Racism is usually presented as a character flaw. It can be that, of course, but if that’s your only understanding of it, then it’s easy to take discussions of structural racism as some sort of personal attack, and to respond either in kind or dismissively. I’ve seen it too many times.
That said, though, something like “social structure” is a tough concept for an eighth grader, even a bright one. And while I want to convey a sense of reality as I see it, I want to leave enough room for their own interpretations to develop. I’d like to convey a sense that there’s something beyond individual attitudes, but to be open-ended enough that they don’t just hear it as dogma.
So far, the best approach I’ve been able to come up with has been to discuss context around certain news stories, like police shootings. That way it doesn’t seem forced or contrived. But those stories can also fit under the “character flaw” narrative, and they necessarily focus only on a narrow slice of life.

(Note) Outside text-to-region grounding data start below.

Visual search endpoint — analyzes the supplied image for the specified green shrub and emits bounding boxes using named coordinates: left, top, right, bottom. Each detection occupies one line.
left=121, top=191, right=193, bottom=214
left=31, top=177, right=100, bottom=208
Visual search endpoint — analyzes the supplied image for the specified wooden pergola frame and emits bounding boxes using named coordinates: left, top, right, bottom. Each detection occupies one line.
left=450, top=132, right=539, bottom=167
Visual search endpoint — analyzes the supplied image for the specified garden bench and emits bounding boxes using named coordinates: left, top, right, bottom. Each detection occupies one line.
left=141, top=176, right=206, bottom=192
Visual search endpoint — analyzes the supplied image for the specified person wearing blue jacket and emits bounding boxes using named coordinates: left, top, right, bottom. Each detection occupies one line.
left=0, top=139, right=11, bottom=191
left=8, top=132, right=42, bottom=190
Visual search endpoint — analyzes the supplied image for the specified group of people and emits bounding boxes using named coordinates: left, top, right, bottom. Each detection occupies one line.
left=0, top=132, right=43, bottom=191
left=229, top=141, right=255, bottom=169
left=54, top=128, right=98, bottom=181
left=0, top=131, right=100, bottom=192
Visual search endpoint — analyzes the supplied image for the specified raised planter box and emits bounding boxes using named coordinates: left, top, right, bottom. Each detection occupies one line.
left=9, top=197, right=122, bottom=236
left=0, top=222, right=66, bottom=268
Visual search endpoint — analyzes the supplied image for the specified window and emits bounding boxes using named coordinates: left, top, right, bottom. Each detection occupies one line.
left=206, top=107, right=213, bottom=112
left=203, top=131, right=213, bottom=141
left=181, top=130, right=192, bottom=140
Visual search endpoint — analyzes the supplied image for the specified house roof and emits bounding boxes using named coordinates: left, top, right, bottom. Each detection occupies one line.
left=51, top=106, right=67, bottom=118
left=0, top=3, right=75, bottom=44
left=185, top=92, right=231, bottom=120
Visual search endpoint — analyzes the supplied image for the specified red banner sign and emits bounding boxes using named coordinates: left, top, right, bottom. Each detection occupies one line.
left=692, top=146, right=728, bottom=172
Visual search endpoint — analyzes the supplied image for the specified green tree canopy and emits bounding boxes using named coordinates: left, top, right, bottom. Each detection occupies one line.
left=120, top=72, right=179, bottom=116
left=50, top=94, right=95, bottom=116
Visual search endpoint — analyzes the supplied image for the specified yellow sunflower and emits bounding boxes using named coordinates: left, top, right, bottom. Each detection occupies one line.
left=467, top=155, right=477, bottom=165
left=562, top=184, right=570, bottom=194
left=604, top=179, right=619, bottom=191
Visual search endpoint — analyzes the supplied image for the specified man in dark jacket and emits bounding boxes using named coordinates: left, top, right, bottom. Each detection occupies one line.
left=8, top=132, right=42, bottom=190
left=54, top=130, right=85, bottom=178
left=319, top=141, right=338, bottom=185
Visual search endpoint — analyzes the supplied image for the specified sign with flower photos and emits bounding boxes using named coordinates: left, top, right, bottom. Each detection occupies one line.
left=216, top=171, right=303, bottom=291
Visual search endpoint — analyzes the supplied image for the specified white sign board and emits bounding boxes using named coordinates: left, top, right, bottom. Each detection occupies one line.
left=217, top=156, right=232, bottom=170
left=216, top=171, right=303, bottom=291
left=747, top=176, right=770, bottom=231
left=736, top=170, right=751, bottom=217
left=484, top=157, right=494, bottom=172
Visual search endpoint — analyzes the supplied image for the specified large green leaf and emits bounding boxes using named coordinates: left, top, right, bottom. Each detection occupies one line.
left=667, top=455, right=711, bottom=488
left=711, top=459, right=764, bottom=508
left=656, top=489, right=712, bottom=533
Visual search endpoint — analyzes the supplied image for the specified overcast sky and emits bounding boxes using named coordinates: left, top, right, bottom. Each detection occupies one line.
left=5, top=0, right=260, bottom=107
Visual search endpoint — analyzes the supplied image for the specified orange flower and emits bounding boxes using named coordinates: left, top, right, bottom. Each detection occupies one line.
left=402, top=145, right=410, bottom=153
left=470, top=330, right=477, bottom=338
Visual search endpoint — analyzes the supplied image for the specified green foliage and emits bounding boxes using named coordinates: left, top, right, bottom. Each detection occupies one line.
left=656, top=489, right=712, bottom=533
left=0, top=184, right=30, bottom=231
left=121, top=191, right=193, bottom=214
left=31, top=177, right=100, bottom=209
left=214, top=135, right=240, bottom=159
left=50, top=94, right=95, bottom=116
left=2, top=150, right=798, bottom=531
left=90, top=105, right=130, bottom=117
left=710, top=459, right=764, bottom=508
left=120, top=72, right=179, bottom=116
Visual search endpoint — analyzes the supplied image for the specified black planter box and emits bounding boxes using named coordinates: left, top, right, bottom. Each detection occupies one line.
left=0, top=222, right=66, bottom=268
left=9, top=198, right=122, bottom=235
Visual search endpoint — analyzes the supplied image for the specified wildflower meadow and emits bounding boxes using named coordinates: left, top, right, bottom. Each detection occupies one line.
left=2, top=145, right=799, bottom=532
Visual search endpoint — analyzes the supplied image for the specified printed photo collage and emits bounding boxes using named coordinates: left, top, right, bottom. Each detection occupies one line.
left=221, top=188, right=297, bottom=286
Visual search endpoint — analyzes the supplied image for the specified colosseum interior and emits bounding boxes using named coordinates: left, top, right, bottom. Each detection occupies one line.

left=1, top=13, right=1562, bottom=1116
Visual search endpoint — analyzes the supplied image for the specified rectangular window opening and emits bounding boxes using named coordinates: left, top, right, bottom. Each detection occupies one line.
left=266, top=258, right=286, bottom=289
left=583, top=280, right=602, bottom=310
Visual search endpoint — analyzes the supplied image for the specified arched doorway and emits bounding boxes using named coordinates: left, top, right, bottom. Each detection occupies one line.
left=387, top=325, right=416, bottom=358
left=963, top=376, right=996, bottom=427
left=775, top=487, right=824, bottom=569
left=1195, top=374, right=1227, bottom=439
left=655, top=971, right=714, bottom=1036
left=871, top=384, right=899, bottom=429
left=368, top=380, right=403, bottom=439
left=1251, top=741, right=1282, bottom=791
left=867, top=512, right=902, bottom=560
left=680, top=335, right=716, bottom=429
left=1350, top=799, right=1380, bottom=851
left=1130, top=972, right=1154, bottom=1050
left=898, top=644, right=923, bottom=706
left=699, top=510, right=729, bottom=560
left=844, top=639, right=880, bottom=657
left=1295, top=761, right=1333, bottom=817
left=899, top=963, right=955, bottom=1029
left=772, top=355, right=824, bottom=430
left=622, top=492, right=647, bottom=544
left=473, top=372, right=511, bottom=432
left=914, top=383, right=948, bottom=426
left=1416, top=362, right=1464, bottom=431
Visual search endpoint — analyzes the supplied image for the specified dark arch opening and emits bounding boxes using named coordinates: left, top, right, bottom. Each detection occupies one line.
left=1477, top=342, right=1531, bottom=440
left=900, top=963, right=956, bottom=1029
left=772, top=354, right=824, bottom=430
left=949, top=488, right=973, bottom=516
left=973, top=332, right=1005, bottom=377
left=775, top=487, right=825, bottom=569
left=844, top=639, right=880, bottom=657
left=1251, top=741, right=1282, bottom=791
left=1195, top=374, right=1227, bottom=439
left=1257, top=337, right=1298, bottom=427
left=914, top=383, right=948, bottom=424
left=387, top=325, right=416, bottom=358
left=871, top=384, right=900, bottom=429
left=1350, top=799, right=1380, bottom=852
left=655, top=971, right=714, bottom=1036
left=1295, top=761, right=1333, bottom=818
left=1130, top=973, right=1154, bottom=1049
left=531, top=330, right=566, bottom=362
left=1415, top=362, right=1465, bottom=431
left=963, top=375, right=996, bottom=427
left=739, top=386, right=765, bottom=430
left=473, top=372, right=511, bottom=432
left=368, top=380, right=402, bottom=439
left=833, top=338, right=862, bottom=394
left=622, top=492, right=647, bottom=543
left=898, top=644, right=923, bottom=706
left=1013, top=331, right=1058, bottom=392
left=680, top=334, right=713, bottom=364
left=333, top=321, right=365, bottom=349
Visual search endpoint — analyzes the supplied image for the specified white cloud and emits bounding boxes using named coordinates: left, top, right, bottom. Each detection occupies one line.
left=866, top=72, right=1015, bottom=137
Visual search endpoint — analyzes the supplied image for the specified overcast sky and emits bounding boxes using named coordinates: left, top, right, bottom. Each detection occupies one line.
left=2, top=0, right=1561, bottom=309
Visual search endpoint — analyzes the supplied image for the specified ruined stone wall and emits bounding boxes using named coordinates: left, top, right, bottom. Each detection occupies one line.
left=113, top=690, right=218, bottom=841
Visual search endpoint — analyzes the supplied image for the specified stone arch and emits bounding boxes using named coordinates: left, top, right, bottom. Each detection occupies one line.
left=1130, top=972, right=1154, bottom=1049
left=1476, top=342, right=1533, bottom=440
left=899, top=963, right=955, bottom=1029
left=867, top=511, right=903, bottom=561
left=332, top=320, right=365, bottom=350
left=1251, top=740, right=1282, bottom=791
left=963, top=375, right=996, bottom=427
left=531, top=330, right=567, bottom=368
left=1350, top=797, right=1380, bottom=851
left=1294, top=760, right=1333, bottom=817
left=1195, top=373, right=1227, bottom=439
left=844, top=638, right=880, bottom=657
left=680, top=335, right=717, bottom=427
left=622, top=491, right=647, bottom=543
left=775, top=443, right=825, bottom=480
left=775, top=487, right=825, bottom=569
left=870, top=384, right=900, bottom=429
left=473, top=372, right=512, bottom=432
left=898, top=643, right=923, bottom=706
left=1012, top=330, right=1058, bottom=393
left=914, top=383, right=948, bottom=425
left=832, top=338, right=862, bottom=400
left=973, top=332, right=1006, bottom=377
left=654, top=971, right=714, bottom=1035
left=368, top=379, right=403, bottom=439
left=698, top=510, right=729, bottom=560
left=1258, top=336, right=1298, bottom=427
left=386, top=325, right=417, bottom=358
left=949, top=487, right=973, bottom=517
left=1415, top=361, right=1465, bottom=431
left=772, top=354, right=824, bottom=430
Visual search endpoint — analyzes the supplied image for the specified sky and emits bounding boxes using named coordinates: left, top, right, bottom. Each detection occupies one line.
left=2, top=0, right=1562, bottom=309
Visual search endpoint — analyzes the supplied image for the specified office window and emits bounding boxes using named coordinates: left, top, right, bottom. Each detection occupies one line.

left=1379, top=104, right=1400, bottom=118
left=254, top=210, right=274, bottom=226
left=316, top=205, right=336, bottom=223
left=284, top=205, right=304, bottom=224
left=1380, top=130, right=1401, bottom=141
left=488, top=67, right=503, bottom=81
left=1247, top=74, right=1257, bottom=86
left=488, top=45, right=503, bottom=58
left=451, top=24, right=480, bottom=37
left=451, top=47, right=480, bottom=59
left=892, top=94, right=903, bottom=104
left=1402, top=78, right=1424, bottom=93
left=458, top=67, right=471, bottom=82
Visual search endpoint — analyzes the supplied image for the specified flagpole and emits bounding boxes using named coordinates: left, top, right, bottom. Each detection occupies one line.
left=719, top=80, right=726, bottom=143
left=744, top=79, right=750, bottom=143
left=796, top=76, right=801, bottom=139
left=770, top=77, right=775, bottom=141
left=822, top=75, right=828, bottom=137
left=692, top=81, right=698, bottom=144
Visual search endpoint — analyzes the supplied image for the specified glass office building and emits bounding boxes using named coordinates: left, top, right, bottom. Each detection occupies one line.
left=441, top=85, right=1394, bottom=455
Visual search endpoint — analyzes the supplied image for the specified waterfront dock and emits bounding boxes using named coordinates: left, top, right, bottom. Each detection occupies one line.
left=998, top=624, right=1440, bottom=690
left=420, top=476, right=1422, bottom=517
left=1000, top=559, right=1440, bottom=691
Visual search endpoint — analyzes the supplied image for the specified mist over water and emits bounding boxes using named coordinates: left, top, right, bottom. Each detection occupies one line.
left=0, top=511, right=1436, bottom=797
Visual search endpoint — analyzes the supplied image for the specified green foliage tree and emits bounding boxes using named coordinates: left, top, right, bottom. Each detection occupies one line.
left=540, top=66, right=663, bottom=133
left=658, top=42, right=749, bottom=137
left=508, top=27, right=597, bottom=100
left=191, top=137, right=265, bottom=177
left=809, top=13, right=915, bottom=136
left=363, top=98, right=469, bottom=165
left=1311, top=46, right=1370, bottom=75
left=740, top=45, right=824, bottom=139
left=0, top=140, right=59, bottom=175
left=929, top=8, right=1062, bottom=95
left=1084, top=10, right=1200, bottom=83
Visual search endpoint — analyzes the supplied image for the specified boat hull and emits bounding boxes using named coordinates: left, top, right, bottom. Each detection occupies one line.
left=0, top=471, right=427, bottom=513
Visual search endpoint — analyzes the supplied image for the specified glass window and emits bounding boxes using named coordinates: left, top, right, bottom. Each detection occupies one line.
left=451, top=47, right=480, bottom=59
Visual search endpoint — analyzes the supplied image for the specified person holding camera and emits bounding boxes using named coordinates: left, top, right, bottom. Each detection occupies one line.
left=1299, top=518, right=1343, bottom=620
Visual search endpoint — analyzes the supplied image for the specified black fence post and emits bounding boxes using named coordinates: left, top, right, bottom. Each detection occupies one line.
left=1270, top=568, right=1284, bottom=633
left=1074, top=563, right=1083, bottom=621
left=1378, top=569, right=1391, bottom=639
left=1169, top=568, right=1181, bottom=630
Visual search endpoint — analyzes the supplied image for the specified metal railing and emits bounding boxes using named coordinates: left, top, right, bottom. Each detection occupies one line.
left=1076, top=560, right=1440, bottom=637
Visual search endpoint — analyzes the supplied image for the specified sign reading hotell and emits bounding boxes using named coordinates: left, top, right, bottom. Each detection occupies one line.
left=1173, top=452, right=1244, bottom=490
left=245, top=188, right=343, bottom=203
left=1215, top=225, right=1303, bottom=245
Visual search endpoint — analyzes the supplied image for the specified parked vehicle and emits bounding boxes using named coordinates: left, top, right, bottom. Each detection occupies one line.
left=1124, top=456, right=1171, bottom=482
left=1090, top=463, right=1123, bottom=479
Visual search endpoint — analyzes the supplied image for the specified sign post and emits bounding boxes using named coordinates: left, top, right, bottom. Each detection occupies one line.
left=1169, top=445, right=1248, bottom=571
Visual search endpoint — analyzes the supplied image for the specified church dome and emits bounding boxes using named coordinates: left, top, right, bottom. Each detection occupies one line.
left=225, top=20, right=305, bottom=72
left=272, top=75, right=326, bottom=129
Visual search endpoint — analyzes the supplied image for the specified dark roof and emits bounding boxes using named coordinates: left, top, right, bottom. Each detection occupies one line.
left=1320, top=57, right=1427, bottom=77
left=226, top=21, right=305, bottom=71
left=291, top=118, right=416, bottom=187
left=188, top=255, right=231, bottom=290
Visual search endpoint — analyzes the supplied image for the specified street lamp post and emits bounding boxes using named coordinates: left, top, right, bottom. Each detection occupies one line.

I’m asking because as they get older, I want the kids to be able to apply their sense of decency to larger issues, and not to commit some of the sins of obliviousness (and defensiveness when called on it).
Age-appropriate sociology is tough enough. Focus on race and it’s that much tougher. But I don’t think that ignoring it, or defaulting to the “character flaw” narrative, solves the problem.
So, wise and worldly readers, I seek your help. What’s an age-appropriate way to introduce the idea of structural racism to a thirteen-year-old?